Before 2016, there was little going on regarding value-based care in oncology. That changed with the introduction of the oncology care model (OCM), the intention of which was to better align financial incentives to drive improvements to care coordination and appropriateness, as well as expand access to care for patients undergoing chemotherapy.
After six years, the pilot program is at its end. OCM encouraged participating practices to improve care and lower costs through an episode-based payment model that financially incentivized high-quality coordinated care. Fine in theory, but not so easy in practice.
Despite its demise, OCM significantly impacted the practice of oncology, and great strides in patient care were nonetheless realized.
The Benefits of OCM
Participating in OCM helped transform practice operations within the AON network to focus on patient experience more than ever – rather than simply delivering care. Additionally, the investments we made in services and a quality-based care infrastructure to support associated OCM program requirements will continue to deliver value to our patients and practices.
OCM required the delivery of care plans directly to patients, which our physicians did excellently. Before OCM, most in oncology care were not driven to provide care plans and documentation directly to the patient. Oncology was about care delivery less than it was about coordinating or including the patient in the care. OCM required that patients received information about their care plans in a shareable format that patients could use as they wanted.
With the cessation of OCM, the most significant disadvantage for patients is that they may face a more difficult task of acquiring patient information in which they can act upon. For example, when a patient is newly diagnosed with cancer, they typically retain very little of the information discussed around prognosis, treatment options and treatment plans. Compliance with OCM data guidelines helped patients retain this knowledge.
In fact, the required care plans were one of the best things to come from OCM because they easily translated to meaningful, patient-friendly paper documents outlining all the information a patient needs to understand their diagnosis and treatment. Though this information has always been in the patient’s chart, through OCM they also had something tangible to share with their families and loved ones. This shareable information led to patients being more engaged in their care and asking questions related specifically to their treatment plans rather than engaging in a more nebulous manner. That’s been a positive impact, useful for patient navigation.
Participating in a large value-based care arrangement like the OCM has been invaluable for AON, our practices, physicians, and patients. While participation was voluntary, most who took part did so by embracing it fully. That is why I don’t believe value-based care practices or the principles of OCM are going away – nor do I believe any other healthcare providers want it to go away.

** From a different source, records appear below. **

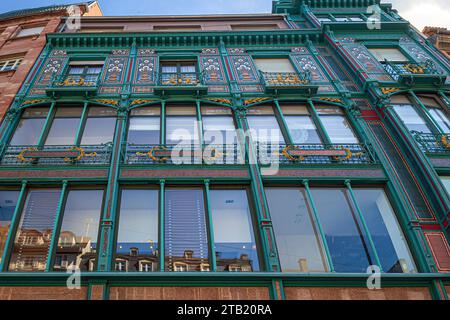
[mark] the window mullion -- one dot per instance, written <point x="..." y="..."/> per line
<point x="161" y="225"/>
<point x="318" y="123"/>
<point x="319" y="225"/>
<point x="13" y="227"/>
<point x="364" y="224"/>
<point x="53" y="243"/>
<point x="46" y="127"/>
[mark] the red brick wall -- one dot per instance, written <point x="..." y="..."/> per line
<point x="11" y="81"/>
<point x="189" y="293"/>
<point x="299" y="293"/>
<point x="42" y="293"/>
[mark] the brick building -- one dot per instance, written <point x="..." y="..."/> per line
<point x="279" y="156"/>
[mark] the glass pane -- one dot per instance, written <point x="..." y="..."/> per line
<point x="8" y="203"/>
<point x="441" y="119"/>
<point x="265" y="129"/>
<point x="302" y="129"/>
<point x="98" y="131"/>
<point x="235" y="244"/>
<point x="137" y="240"/>
<point x="33" y="237"/>
<point x="181" y="130"/>
<point x="338" y="129"/>
<point x="63" y="131"/>
<point x="28" y="132"/>
<point x="411" y="118"/>
<point x="299" y="247"/>
<point x="345" y="241"/>
<point x="219" y="130"/>
<point x="186" y="241"/>
<point x="144" y="130"/>
<point x="386" y="234"/>
<point x="77" y="242"/>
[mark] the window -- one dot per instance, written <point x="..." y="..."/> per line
<point x="64" y="126"/>
<point x="218" y="125"/>
<point x="100" y="126"/>
<point x="389" y="54"/>
<point x="412" y="120"/>
<point x="137" y="239"/>
<point x="12" y="63"/>
<point x="8" y="203"/>
<point x="264" y="126"/>
<point x="85" y="72"/>
<point x="30" y="126"/>
<point x="179" y="73"/>
<point x="185" y="236"/>
<point x="300" y="243"/>
<point x="29" y="31"/>
<point x="234" y="240"/>
<point x="300" y="124"/>
<point x="274" y="65"/>
<point x="79" y="230"/>
<point x="181" y="125"/>
<point x="336" y="124"/>
<point x="144" y="127"/>
<point x="32" y="241"/>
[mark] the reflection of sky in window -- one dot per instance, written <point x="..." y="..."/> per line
<point x="138" y="224"/>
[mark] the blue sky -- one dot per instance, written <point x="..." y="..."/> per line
<point x="419" y="12"/>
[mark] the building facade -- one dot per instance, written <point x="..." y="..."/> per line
<point x="277" y="156"/>
<point x="22" y="38"/>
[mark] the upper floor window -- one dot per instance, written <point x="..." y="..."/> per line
<point x="12" y="63"/>
<point x="274" y="65"/>
<point x="29" y="31"/>
<point x="388" y="54"/>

Unfortunately, the most significant problem before OCM was that payers were not fully prepared for how to address value-based care in oncology. Treating cancer is very expensive and oncology drug prices are unpredictable, which is likely a significant deterrent for some commercial payers when it comes to developing any type of shared savings program for community oncology practices. The overwhelming challenge faced by payers is alignment of interaction and reimbursement. It is a complicated, detail-driven challenge where various payment models and contracts created roadblocks to streamlining payment mechanisms.
When OCM officially concludes on June 30, 2022, there is no other quality program coming online in its place – making it a challenge to maintain an oncology value-based care program. Outside of organizations like AON, there are likely some very real challenges ahead for practices as they attempt to do so. Most invested in services and infrastructure to support participation in OCM, and will likely lose at least some momentum without another value-based model to follow, especially regarding data collection and dissemination.

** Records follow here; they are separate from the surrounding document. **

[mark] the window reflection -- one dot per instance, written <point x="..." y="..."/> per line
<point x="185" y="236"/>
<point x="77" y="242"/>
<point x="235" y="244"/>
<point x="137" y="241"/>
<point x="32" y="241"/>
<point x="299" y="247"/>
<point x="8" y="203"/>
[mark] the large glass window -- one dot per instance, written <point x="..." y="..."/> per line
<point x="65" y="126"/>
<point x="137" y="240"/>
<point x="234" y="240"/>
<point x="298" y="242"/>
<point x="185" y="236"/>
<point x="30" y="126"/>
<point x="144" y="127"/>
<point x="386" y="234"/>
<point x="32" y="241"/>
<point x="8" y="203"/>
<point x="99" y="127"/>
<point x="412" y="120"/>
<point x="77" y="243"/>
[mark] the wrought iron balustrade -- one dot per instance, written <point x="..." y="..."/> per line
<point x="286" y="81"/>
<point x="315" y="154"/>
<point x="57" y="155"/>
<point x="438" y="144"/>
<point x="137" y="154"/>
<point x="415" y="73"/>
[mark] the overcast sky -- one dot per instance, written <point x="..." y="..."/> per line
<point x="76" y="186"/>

However, for practices within the AON network, basing care on quality over all else remains a priority. We continue working with our practice partners to ensure training and education related to value-based care. We make clear the benefits and put in the work to prove the value of value-based care for patients and practices. We’ll continue to follow the structure of OCM – every practice transformation effort that we put into place will continue – because it is flourishing. We will not revert to pre-OCM care.
Our patients are the ones who win in the end, and that’s why we’re here – to provide the very best care for our patients, with or without a formal OCM program.